Who resisted and campaigned for abolition?

Thomas Walker abolitionist

Thomas Walker (1749-1817) played an important role in the abolition movement in Manchester during the eighteenth century.

Cotton merchant and social issues

Walker was a cotton merchant as well as a political reformer. He was active in Manchester's commerce and politics in the 1770s and 1780s. He was also a member of the Manchester Literary and Philosophical Society founded in 1781 to promote improvements in local health and sanitary issues. He led the campaign in the cotton industry for the repeal of the unpopular fustian tax in 1784.

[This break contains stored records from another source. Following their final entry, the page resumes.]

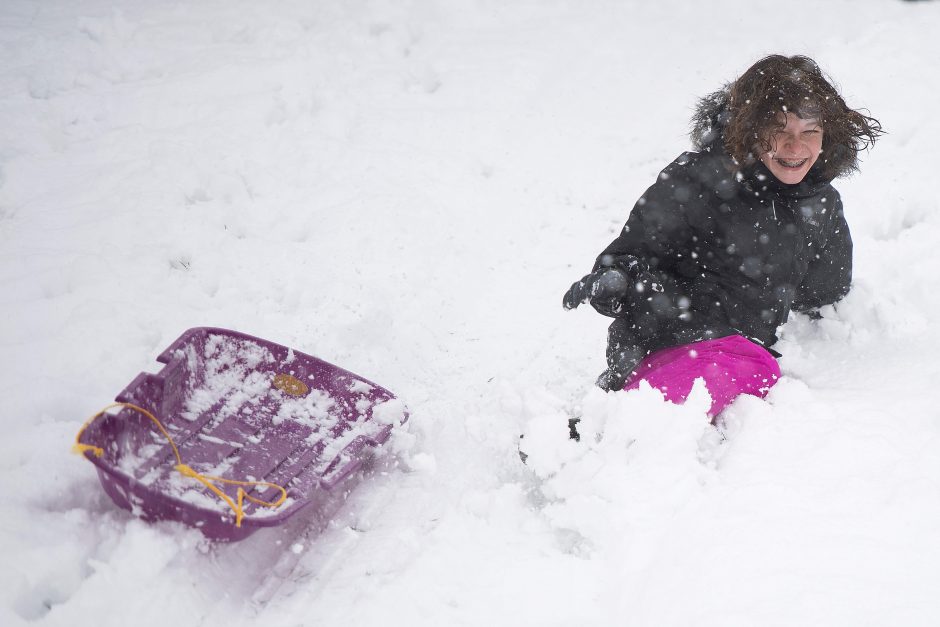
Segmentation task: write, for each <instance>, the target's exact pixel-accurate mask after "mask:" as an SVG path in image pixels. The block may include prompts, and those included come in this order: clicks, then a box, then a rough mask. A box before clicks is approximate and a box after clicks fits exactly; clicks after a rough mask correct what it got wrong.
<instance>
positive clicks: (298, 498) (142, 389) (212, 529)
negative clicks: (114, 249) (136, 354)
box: [76, 327, 407, 541]
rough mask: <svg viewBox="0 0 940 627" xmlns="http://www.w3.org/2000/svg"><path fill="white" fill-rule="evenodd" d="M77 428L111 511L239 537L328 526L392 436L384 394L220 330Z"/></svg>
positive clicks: (252, 342) (341, 376)
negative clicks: (390, 433) (103, 488)
mask: <svg viewBox="0 0 940 627" xmlns="http://www.w3.org/2000/svg"><path fill="white" fill-rule="evenodd" d="M157 361H159V362H161V363H163V364H165V365H164V366H163V368H162V369H161V370H160V371H159V372H158V373H156V374H148V373H140V374H139V375H138V376H137V378H136V379H134V380H133V381H132V382H131V384H130V385H128V386H127V387H126V388H125V389H124V391H122V392H121V393H120V394H119V395H118V396H117V397H116V399H115V400H116V401H117V402H116V403H115V404H114V405H112V406H109V408H111V407H117V408H120V409H119V411H118V412H117V413H116V414H110V413H107V410H108V409H109V408H105V410H103V411H102V412H101V413H99V414H97V415H96V416H94V417H93V418H92V419H91V420H89V422H88V423H86V425H85V426H84V427H83V428H82V430H81V431H79V433H78V436H77V437H76V447H77V450H78V451H79V452H82V453H84V455H85V457H86V458H87V459H88V460H89V461H91V462H92V463H93V464H94V465H95V466H96V467H97V470H98V477H99V478H100V480H101V484H102V486H103V487H104V490H105V491H106V492H107V494H108V495H109V496H110V497H111V499H112V500H113V501H114V502H115V503H116V504H117V505H118V506H120V507H123V508H125V509H129V510H131V511H132V512H134V513H135V514H136V515H138V516H140V517H142V518H144V519H146V520H177V521H181V522H184V523H186V524H188V525H192V526H194V527H197V528H199V529H200V530H201V531H202V533H203V534H204V535H205V536H206V537H207V538H210V539H213V540H223V541H234V540H241V539H243V538H245V537H247V536H248V535H250V534H251V533H253V532H254V531H256V530H257V529H259V528H261V527H273V526H278V525H281V524H283V523H285V522H286V521H287V520H288V519H289V518H291V517H292V516H294V515H296V514H297V513H298V512H301V511H303V512H304V517H309V518H316V519H318V520H320V521H323V520H327V519H328V518H329V517H330V516H332V515H333V514H334V513H335V510H336V509H337V508H338V507H339V505H341V504H342V501H343V499H344V498H345V495H346V494H348V491H349V490H351V489H352V488H353V487H355V484H356V483H358V481H359V480H360V478H361V473H359V472H357V471H358V470H359V469H360V468H362V467H364V466H366V465H368V463H369V462H370V461H371V460H372V458H373V456H374V454H375V451H376V450H377V449H379V448H380V447H381V445H382V444H383V443H385V442H386V440H388V438H389V435H390V433H391V430H392V428H393V427H394V426H395V425H396V424H400V423H402V422H404V421H405V420H406V419H407V413H406V411H405V409H404V405H403V404H402V403H401V402H400V401H399V400H397V399H396V398H395V396H394V395H393V394H392V393H391V392H389V391H388V390H386V389H384V388H382V387H380V386H378V385H376V384H374V383H372V382H370V381H367V380H366V379H363V378H362V377H359V376H357V375H355V374H353V373H351V372H348V371H346V370H343V369H342V368H339V367H337V366H334V365H332V364H329V363H327V362H325V361H322V360H320V359H317V358H316V357H311V356H309V355H305V354H303V353H300V352H297V351H294V350H293V349H290V348H287V347H285V346H281V345H278V344H274V343H272V342H268V341H265V340H262V339H259V338H256V337H252V336H250V335H245V334H243V333H237V332H235V331H228V330H225V329H217V328H209V327H197V328H193V329H189V330H188V331H186V332H185V333H183V335H182V336H180V338H179V339H177V340H176V341H175V342H173V344H171V345H170V346H169V347H168V348H167V349H166V350H165V351H164V352H163V353H162V354H161V355H160V356H159V357H157Z"/></svg>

Walker appeared on the Lancashire list of 'persons to be approached to take the abolition campaign forward in the regions', compiled in 1787 by the Society to Effect the Abolition of the Slave Trade (SEAST) in London.

Manchester anti-slavery activities

Walker became the organiser of the Manchester anti-slavery group. He chaired the first Manchester committee of 31 people in December 1787. His wife, Hannah, was listed as one of the female subscribers to the committee. Walker helped organise the 1788 petition to parliament for the abolition of the slave trade, which contained 10,639 signatures. The petition in March 1792 contained around 20,000 signatures. Walker was one of the early subscribers to Olaudah Equiano's book 'The Interesting Narrative of the Life of Olaudah Equiano or Gustavus Vassa, The African', and was acknowledged by Equiano in a letter published in the Manchester Mercury in the summer of 1790.

Advocate of parliamentary reform

Walker helped found the Manchester Constitutional Society which advocated parliamentary reform and equality for dissenters. This was not seen favourably by the supporters of 'church and king' and Walker's house was besieged in December 1792. He was accused of conspiring to overthrow the king, constitution and government. A trial was held at the Lancaster Assizes in June 1794 but Walker was acquitted because the key witness, Thomas Dunn, was shown to have lied under oath.

However, Walker retired from public life, and lived the remainder of his life on a farm at Longford in Manchester. He died in 1817 and is buried in Chorlton-cum-Hardy, Manchester.